Ich persoenlich finde Steam gut - aus aehnlichen Gruenden wie Razyl. Und die meisten Spiele (grade etwas aeltere oder Indie-Games) kaufe ich auch ueber Steam wenn es grad irgend ein guenstiges Angebot gibt. Ich finde es einfach bequem eine einheitliche Plattform fuer meine Spiele zu haben und die einfach runterladen zu koennen anstatt hunderte Kisten und CDs/DVDs hier rumliegen zu haben.

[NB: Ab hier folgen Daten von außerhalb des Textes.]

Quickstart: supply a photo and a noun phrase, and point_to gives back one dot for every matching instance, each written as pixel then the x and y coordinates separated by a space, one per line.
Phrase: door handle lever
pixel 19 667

Natuerlich "bezahlt" man fuer diese Bequemlichkeit auch - durch Onlinezwang und eventuelle Infos die Steam ueber einen sammelt. Wobei ich mir da ehrlich gesagt wenig Sorgen mache. Dies hier ist mein Gaming-PC - da gibt es keine geheimen/vertraulichen Daten drauf ausser persoenliche Details in einem Umfang, wie sie Steam (und jeder andere Online-Shop, weil Rechnungsdetails) ohnehin hat. Und so richtig besorgt, dass sie die paar Spiele entdecken die ich nicht ueber Steam laufen lasse, bin ich auch nicht.

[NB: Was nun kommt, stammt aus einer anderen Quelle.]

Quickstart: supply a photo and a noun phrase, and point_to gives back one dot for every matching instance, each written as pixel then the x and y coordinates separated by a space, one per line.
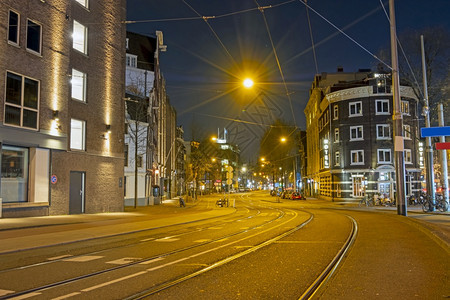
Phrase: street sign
pixel 443 146
pixel 435 131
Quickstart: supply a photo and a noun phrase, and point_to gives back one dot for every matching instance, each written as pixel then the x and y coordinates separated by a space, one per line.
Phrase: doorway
pixel 77 187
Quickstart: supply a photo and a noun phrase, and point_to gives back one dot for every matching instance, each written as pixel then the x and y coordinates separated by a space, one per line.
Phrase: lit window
pixel 356 133
pixel 77 134
pixel 382 107
pixel 408 158
pixel 34 36
pixel 383 132
pixel 384 156
pixel 335 112
pixel 405 107
pixel 78 85
pixel 21 101
pixel 83 2
pixel 79 37
pixel 336 135
pixel 131 60
pixel 13 27
pixel 407 131
pixel 337 158
pixel 357 157
pixel 355 109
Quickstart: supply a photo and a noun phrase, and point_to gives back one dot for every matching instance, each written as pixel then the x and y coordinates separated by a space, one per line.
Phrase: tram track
pixel 281 214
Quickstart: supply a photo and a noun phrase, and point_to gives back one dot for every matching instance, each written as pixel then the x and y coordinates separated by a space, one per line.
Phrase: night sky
pixel 206 61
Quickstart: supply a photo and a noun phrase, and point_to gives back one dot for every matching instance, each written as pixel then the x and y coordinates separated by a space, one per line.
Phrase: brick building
pixel 61 106
pixel 350 146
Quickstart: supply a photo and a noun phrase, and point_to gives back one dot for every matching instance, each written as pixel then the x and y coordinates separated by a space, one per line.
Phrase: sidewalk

Na klar brauchte man das in der Vergangenheit alles nicht. Da hat man das Spiel als Box im Laden gekauft und als Kopierschutz gab es Drehscheiben oder Handbuchabfragen oder Aehnliches. Dafuer musste man halt in den Laden und wenn es Bugs/Patches gab, war das auch nicht so einfach, weil eben damals noch nicht einfach alles Online verfuegbar war und nicht jeder einen (oder gar einen schnellen) Internetanschluss hatte. Damals hatte auch nicht jedes Spiel irgend eine Form von Online-Modus und somit war die Huerde zum Rechtfertigen eines Online-Zwangs freilich hoeher. Es soll doch keiner Glauben, dass die Spiele-Anbieter damals einfach grosszuegig und nett waren - diverse Zwaenge wurden einfach nur nicht eingebaut, weil ein Grossteil der Spieler das Spiel dann nicht gekauft haette bzw. einfach nicht haette nutzen koennen.

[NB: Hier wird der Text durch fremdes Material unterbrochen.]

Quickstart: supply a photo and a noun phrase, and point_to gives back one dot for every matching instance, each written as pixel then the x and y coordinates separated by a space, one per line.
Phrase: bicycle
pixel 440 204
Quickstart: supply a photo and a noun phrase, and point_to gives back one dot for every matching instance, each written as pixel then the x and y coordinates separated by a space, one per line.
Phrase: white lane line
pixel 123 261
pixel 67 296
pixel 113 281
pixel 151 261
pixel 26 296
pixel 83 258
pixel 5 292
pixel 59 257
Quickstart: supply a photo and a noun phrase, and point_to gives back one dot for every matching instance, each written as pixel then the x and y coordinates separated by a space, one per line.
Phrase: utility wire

Es muss halt jeder fuer sich abwaegen, was er fuer akzeptabel haelt. Freilich ist es unschoen, wenn manche Spiele den Spieler zu Steam zwingen, weil es als Kopierschutz verwendet wird. Aber das ist mir ehrlich gesagt lieber, als wenn jedes Spiel mit seinem eigenen Online-System/Kopierschutz ankommt. Deswegen nervt mich auch z.B. Origin - nicht wegen dem Geschrei ueber die Daten die es sammelt, sondern viel mehr, weil ich das benoetige nur um BF3 zu spielen. Da waere es mir viel lieber, wenn das auch einfach mit in Steam laufen wuerde. Genauso nervig sind Windows-Live oder Spiele, die eigene Accounts beim Hersteller erfordern - die man dann erst wieder ausgraben muss, wenn man nach einem Jahr das Spiel mal wieder installiert und zocken will.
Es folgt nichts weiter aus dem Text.